Artikel 1047 Ingeval van arbitrage omtrent zaken als bedoeld in artikel 1020, vierde lid, onder a, blijft, behoudens de artikelen 1037 en 1048, het in deze afdeling bepaalde buiten toepassing. Het geding wordt alsdan gevoerd op de wijze als door de partijen is overeengekomen of, voor zover de partijen daarin niet hebben voorzien, als door het scheidsgerecht bepaald.
Artikel 1048 De bepaling van het tijdstip waarop het vonnis zal worden gewezen, is het scheidsgerecht voorbehouden.

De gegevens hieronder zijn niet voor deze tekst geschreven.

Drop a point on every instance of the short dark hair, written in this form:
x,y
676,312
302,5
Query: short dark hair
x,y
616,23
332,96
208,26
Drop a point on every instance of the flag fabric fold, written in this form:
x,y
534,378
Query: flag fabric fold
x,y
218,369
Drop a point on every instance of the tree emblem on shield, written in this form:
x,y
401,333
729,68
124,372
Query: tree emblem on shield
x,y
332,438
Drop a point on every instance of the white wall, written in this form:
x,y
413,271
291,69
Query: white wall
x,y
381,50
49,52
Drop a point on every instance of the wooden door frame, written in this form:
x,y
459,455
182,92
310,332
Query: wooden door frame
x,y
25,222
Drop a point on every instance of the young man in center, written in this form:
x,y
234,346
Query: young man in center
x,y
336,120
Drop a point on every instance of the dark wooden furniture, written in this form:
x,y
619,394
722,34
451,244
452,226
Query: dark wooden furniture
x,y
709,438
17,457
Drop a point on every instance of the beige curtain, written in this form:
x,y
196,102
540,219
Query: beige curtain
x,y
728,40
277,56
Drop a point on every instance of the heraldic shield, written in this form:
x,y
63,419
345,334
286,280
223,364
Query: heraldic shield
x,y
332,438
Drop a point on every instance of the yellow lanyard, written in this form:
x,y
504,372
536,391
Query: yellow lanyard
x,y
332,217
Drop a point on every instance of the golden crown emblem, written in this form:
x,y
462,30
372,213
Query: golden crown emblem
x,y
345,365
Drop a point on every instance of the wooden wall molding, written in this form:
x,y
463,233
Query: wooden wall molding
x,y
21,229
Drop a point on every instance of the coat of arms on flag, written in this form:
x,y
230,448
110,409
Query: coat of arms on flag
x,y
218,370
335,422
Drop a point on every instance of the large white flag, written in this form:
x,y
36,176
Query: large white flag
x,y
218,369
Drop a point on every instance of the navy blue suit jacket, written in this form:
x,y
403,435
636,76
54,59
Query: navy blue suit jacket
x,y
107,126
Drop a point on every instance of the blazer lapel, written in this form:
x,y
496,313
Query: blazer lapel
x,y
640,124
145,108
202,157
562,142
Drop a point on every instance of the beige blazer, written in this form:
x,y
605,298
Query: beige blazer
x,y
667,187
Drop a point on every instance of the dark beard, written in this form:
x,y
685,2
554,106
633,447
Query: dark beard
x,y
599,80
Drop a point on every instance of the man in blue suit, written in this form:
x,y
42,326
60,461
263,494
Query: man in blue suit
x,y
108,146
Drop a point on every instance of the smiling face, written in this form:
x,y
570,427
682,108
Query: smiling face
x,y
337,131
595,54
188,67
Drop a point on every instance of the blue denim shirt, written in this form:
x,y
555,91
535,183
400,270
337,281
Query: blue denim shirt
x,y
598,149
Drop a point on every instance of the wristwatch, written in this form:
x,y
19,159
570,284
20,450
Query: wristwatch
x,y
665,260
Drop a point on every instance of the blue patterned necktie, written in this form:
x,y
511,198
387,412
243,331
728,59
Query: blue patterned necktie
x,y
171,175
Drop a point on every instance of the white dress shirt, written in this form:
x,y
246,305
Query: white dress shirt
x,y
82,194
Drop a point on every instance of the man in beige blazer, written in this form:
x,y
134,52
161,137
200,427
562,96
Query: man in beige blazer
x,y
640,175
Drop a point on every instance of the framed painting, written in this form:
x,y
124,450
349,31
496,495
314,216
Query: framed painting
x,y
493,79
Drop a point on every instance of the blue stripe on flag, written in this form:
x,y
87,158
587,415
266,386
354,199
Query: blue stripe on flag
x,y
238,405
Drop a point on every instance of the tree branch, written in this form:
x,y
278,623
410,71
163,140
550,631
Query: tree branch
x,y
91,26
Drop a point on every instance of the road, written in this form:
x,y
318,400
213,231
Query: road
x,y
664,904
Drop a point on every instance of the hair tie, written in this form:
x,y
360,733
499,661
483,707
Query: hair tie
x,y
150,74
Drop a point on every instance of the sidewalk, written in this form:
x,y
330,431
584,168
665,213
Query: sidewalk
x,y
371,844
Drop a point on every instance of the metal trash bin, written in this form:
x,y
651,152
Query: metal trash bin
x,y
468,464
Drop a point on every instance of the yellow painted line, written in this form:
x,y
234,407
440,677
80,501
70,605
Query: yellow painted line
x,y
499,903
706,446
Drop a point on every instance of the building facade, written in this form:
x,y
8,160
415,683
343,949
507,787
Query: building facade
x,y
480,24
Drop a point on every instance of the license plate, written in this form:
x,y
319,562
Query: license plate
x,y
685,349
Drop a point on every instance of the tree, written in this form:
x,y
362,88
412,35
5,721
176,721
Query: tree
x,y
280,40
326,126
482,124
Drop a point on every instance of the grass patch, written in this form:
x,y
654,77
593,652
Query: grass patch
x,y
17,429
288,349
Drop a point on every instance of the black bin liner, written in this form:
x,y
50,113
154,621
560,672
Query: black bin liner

Artikel 1048a Een partij die in het geding is verschenen maakt zonder onredelijke vertraging bezwaar bij het scheidsgerecht met een afschrift aan de wederpartij zodra zij weet of redelijkerwijs behoort te weten dat is gehandeld in strijd met of is nagelaten te handelen overeenkomstig enige bepalingen van de tweede afdeling van deze titel, de overeenkomst tot arbitrage dan wel een opdracht, beslissing of maatregel van het scheidsgerecht. Laat een partij dit na, dan vervalt het recht daarop nadien, in het arbitraal geding of bij de gewone rechter, alsnog een beroep te doen.